Barbier et al. reported test–retest reliability of strain and volume-based LV function parameters, when the same operator in random order read two image sets recorded during the same examination (not a real test–retest situation) in 40 patients with normal/near normal EF (average EF 52%). The variability of global longitudinal strain was slightly lower for GLS than for EF (coefficient of variation of 5.4% and 6.8%, respectively), which is in the range of our results (calculated from our results the coefficient of variation would be 7.3% and 7.2%, respectively). Interestingly, the measurement variability was higher in the lower range of EF, which is in contrast to our study showing no association between grade of measurement variability and LV impairment [1].

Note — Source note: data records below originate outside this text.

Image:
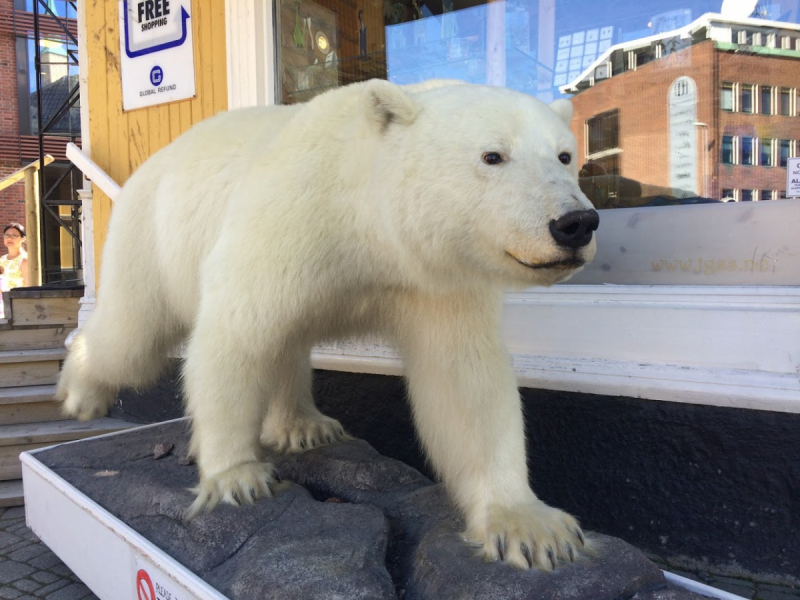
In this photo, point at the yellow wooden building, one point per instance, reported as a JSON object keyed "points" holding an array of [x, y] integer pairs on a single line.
{"points": [[726, 337]]}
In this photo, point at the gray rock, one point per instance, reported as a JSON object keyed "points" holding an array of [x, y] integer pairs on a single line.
{"points": [[346, 524]]}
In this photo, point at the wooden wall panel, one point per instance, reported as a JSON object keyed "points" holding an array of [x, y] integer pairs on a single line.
{"points": [[121, 141]]}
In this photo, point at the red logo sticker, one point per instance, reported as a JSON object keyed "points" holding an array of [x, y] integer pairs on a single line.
{"points": [[144, 587]]}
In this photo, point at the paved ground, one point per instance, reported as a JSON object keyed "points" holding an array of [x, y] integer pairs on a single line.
{"points": [[29, 571]]}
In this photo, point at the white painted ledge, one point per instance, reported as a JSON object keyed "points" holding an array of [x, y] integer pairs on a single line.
{"points": [[721, 346]]}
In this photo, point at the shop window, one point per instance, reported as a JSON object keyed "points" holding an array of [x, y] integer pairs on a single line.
{"points": [[669, 144], [748, 156], [603, 132], [747, 98], [786, 101], [728, 153], [726, 100], [785, 152], [766, 152], [766, 100]]}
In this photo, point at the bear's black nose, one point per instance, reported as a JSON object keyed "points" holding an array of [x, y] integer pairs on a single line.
{"points": [[575, 228]]}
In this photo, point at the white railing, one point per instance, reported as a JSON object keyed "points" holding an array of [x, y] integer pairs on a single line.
{"points": [[92, 172]]}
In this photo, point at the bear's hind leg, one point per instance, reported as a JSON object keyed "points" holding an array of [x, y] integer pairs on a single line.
{"points": [[225, 379], [293, 422], [124, 344]]}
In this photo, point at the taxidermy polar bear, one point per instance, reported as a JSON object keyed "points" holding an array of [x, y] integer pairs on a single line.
{"points": [[374, 208]]}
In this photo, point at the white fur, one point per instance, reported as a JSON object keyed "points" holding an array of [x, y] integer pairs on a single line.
{"points": [[262, 231]]}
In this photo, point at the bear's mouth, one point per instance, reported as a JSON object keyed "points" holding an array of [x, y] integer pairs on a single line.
{"points": [[566, 264]]}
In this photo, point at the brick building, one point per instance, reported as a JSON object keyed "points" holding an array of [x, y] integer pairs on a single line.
{"points": [[19, 143], [709, 110]]}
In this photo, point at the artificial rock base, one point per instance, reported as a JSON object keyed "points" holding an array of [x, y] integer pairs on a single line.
{"points": [[347, 524]]}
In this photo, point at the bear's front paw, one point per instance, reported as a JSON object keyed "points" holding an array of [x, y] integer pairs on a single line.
{"points": [[242, 484], [528, 535], [302, 434]]}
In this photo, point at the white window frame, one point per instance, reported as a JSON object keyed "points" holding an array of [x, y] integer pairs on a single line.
{"points": [[753, 98], [734, 96], [733, 346]]}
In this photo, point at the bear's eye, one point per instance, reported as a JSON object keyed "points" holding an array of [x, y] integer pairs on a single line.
{"points": [[492, 158]]}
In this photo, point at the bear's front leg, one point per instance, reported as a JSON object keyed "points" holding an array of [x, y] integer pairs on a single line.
{"points": [[293, 423], [224, 389], [468, 413]]}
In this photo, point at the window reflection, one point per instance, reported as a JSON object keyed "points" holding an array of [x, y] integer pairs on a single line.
{"points": [[674, 103]]}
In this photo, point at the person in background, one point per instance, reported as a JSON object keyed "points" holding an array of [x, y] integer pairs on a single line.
{"points": [[15, 263]]}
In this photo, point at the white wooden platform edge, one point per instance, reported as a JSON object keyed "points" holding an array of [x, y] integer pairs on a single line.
{"points": [[110, 557]]}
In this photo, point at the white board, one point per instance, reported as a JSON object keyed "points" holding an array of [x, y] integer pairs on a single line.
{"points": [[157, 52]]}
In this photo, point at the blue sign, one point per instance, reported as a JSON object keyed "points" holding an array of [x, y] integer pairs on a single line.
{"points": [[156, 75]]}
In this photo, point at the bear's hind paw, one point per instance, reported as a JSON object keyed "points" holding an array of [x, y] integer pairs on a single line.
{"points": [[530, 535], [242, 484], [85, 402]]}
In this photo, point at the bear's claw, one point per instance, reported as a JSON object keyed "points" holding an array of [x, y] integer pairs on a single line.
{"points": [[304, 434], [529, 535], [245, 483]]}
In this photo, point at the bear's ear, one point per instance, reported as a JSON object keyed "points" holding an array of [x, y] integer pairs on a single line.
{"points": [[385, 103], [563, 108]]}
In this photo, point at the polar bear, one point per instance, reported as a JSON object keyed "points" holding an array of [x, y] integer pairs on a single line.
{"points": [[374, 208]]}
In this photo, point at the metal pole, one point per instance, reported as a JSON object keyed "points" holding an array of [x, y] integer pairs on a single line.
{"points": [[37, 62], [32, 220]]}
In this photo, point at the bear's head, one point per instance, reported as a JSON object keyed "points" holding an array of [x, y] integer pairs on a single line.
{"points": [[478, 181]]}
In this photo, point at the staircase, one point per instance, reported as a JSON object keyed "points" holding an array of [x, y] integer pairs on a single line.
{"points": [[37, 321]]}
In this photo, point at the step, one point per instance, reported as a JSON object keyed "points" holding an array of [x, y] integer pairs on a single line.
{"points": [[33, 338], [44, 311], [27, 394], [11, 493], [30, 367], [29, 404], [29, 436], [21, 356]]}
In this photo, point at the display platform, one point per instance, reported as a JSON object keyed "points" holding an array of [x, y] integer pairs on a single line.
{"points": [[346, 524]]}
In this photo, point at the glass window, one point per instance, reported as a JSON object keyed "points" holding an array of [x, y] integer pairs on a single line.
{"points": [[766, 152], [748, 157], [603, 132], [669, 133], [727, 150], [726, 101], [59, 85], [786, 101], [747, 98], [785, 152], [766, 100]]}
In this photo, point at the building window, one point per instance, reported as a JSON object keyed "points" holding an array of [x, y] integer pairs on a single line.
{"points": [[748, 157], [726, 101], [785, 152], [766, 100], [747, 98], [603, 132], [727, 150], [786, 101], [766, 152]]}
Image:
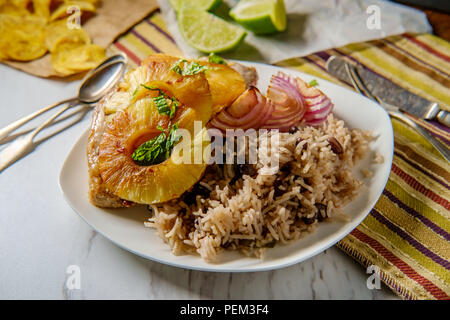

Thorstensen et al., in a group of 10 healthy individuals, evaluated impact of repeated recordings (within 30 min) (inter-observer reproducibility) and analyses (inter-analyzer reproducibility) on variability of LV function parameters [15]. Reported coefficients of repeatability, calculated as 2 x mean intra-subject SD, corresponding with the SDC in current study, were in similar range for EF (7% vs. 6.6% in current study) and GLS (2 strain% vs. 1.7 strain%), and slightly higher for MAPSE (1.6 mm vs. 1.1 mm in current study). They reported an equal impact of repeated acquisitions and readings on the measurement variability of EF and GLS, while for MAPSE repeated acquisitions showed slightly higher impact on measurement variability comparing with repeated readings (mean error of 4% vs. 3%, respectively). Contrary, in the current study only the variability of EF measurements was more dependent on the reader than on acquisition, while both these components to a similar extent influenced the variability of all other measurements of left ventricular function.

Study limitations

Firstly, variability of left ventricular function parameters is strongly influenced by the image quality. In the current study, we included patients with satisfactory quality of the images and with sinus rhythm, therefore the study population is selected. Secondly, the current study was performed using one manufacturer and software. Although only minor, significant inter-manufacturer differences have been described [18, 19], which in practice further compound the problem of test–retest reliability if echo machines or software from different manufacturers are used in different examinations. Thirdly, given the recently disputed accuracy and variability of segmental longitudinal strain [20, 21], as well as a limited size of the study group and its purpose to compare reliability of global systolic function parameters, we address only GLS measurements.

Conclusion

In a test–retest setting, both with normal and impaired left ventricular function, the smallest relative detectable change of EF, GLS and MAPSE was similar (11–15%), but was much higher for CS (35%). Surprisingly, reliability of GLS was not superior to that of EF. Acquisition and reader to a similar extent influenced the variability of measurements of all left ventricular function measures except for ejection fraction, where variability was more dependent on the reader than on the acquisition.